Source: Claude Mythos Preview System Card — Anthropic, April 2026
In April 2026, Anthropic published a System Card for a model called Claude Mythos Preview. If you read it carefully, there’s a sentence buried in the abstract that’s easy to miss: “Claude Mythos Preview’s large increase in capabilities has led us to decide not to make it generally available.”
Let that land for a moment. A frontier AI lab built their most capable model to date, evaluated it extensively, and chose not to release it to the public. Instead, they’re using it exclusively in a defensive cybersecurity programme with a small set of partners.
The System Card is remarkable reading — not because it reveals catastrophic risks, but because of its honesty about the tradeoffs. The evaluations cover chemical and biological risk uplift, autonomy thresholds (the point at which a model could meaningfully assist in AI R&D without human oversight), alignment properties, and something they call “model welfare” — assessments of the model’s functional emotional states.

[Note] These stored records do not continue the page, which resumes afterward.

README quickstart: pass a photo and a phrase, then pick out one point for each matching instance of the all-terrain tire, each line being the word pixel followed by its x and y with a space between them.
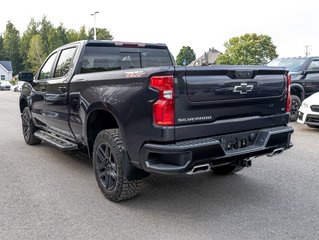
pixel 28 128
pixel 108 156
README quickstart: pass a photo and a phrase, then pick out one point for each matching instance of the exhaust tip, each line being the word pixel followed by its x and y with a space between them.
pixel 276 151
pixel 200 169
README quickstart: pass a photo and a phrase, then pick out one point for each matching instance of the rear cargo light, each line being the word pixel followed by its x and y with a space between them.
pixel 163 108
pixel 288 93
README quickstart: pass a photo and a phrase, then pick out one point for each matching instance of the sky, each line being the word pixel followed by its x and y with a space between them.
pixel 200 24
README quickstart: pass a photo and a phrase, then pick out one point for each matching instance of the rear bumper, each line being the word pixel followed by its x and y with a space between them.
pixel 182 156
pixel 308 117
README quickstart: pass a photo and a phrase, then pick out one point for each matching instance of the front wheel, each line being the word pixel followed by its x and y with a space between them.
pixel 295 104
pixel 108 156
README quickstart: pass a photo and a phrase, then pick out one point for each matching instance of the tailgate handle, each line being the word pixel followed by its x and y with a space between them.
pixel 244 74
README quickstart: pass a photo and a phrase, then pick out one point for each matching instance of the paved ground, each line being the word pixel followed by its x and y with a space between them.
pixel 48 194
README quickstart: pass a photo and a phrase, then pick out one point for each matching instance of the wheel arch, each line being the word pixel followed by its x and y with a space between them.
pixel 97 120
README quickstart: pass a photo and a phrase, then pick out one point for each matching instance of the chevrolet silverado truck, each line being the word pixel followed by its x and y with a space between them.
pixel 305 79
pixel 137 113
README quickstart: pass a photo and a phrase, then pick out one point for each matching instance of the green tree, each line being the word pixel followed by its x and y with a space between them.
pixel 36 54
pixel 11 47
pixel 185 56
pixel 25 43
pixel 72 35
pixel 101 34
pixel 57 37
pixel 250 49
pixel 1 48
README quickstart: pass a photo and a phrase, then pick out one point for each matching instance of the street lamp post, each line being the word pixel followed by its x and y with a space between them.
pixel 94 14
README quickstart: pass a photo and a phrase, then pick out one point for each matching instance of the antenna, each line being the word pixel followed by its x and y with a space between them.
pixel 307 48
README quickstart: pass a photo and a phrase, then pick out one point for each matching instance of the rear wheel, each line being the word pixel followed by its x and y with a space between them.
pixel 108 156
pixel 228 169
pixel 28 128
pixel 295 104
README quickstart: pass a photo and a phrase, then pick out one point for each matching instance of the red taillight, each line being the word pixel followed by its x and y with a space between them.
pixel 163 108
pixel 288 93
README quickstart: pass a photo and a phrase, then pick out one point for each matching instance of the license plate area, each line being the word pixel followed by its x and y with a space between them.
pixel 238 140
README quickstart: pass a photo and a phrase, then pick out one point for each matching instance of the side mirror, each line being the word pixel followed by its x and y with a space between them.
pixel 25 76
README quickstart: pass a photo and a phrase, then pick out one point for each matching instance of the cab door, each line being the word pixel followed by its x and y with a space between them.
pixel 38 103
pixel 57 111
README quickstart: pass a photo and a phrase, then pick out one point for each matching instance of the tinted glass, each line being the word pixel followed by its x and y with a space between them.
pixel 100 58
pixel 293 64
pixel 314 65
pixel 46 69
pixel 64 62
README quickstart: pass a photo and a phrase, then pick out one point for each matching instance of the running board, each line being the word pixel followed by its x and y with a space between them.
pixel 56 141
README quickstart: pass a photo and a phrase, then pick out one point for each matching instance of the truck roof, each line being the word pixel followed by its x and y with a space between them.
pixel 110 43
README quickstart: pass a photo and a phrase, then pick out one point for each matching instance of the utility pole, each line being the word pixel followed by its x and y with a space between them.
pixel 307 47
pixel 94 14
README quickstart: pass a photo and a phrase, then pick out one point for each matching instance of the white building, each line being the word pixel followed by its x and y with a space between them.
pixel 5 70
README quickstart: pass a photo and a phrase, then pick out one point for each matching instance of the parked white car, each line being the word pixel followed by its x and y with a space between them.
pixel 309 111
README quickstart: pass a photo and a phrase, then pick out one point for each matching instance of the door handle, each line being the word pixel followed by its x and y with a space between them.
pixel 62 89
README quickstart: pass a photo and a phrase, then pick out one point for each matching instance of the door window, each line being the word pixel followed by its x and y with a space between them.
pixel 64 62
pixel 314 65
pixel 46 69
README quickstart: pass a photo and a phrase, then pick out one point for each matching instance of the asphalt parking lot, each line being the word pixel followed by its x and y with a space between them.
pixel 49 194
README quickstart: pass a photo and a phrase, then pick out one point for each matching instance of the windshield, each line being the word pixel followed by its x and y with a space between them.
pixel 293 64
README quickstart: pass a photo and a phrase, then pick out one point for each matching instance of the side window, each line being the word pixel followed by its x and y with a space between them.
pixel 314 65
pixel 46 69
pixel 64 62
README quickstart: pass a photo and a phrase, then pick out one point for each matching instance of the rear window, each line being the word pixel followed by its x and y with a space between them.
pixel 293 64
pixel 102 58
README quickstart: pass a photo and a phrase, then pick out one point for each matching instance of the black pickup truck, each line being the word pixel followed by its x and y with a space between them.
pixel 304 73
pixel 136 112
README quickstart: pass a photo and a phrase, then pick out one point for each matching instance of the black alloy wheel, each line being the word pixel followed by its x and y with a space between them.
pixel 109 156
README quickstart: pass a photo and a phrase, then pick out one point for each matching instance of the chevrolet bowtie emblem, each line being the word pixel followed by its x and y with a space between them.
pixel 244 88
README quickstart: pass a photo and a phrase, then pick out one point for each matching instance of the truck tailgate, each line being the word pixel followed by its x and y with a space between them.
pixel 250 97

What I find most significant is what this decision signals about where we are in the capability-safety dynamic. For years, the concern in the AI safety community was that competitive pressure would prevent any lab from making a unilateral “slow down” decision. Anthropic just did it. Whether this represents a new norm or a one-time exception is the open question — and probably the most important question in AI governance right now.